5. In the present case the defendant has built upon land belonging to the zamindar which is no part of his tenancy lands. It is part of the abadi site. By building upon it he has undoubtedly taken exclusive possession of the land to the ouster of the zamindar and everybody else, and the suit brought for the demolition of the building and the removal of the constructions is not a suit merely for the prevention of the perversion of the land, but for the assertion of the zamindar's right and for preventing the defendant from taking exclusive possession of the zamindar's land. Article 32 cannot be applicable to such a case. The question has been recently considered by a Full Bench of the Lahore High Court in Mastan Singh v. Santa Singh 14 Lah. 267 : 145 Ind. Cas. 553 : AIR 1933 Lah. 705 : 34 PLR 618 : 6 RL 113. Tek Chand, J , who delivered the principal judgment of the Full Bench, remarked at p 281 Page of 14 Lah.--[Ed.]:

The Article (Article 32) is applicable to those cases only in which the injury complained of is the perverted user of the property by the defendant, who had the right to use it for a specific purpose, and the plaintiff seeks the assistance of the Court merely to get rid of the perversion. In my opinion, it has no application where the defendant's act, though it might also have resulted in the perversion of the user from the original specified purpose, really amounted to an ouster of the plaintiff from the property in question, and the object of the suit is not to get rid of the perversion simpliciter, but to have the dispute as to title settled.
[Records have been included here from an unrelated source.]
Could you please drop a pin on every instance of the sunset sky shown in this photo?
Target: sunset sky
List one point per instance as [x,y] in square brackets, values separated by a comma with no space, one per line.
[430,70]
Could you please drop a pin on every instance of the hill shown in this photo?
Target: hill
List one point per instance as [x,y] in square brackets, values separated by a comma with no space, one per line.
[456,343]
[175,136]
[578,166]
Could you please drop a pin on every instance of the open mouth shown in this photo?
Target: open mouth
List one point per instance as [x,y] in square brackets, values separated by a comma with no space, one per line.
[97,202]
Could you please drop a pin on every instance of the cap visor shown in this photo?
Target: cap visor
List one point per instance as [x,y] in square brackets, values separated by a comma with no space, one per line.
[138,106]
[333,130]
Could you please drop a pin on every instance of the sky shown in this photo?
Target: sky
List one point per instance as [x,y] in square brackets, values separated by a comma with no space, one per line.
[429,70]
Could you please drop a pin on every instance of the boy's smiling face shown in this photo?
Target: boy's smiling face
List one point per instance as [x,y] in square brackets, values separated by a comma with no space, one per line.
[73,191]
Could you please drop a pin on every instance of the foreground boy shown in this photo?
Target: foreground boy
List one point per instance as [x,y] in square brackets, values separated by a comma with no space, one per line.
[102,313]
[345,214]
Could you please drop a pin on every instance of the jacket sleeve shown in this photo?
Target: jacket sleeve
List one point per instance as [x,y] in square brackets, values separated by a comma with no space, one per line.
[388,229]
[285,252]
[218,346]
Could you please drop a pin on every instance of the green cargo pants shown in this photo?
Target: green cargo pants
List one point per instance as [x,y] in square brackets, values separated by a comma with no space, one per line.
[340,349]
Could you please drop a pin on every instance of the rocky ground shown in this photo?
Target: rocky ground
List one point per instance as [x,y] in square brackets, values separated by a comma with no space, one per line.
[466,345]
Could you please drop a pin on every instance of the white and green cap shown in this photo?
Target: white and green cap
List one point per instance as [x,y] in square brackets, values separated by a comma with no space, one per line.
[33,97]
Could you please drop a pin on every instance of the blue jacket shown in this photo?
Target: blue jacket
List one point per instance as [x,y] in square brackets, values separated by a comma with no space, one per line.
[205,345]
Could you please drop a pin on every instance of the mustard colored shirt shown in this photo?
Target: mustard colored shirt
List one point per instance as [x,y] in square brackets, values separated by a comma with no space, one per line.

6. We are in entire agreement with this interpretation of Article 32. Article 32 is restricted to cases where the suit is against a person who had a right to use property for a specific purpose and the claim is to have that perversion removed. It would not apply to cases where in substance the plaintiff seeks a greater relief. It is not necessary for us to express any opinion finally in this case as to whether the suit is governed by Article 120, Limitation Act, and not by Article 144, which governs suits for immovable property not otherwise specially provided for, as in either case the suit is within time. We accordingly dismiss this appeal with costs.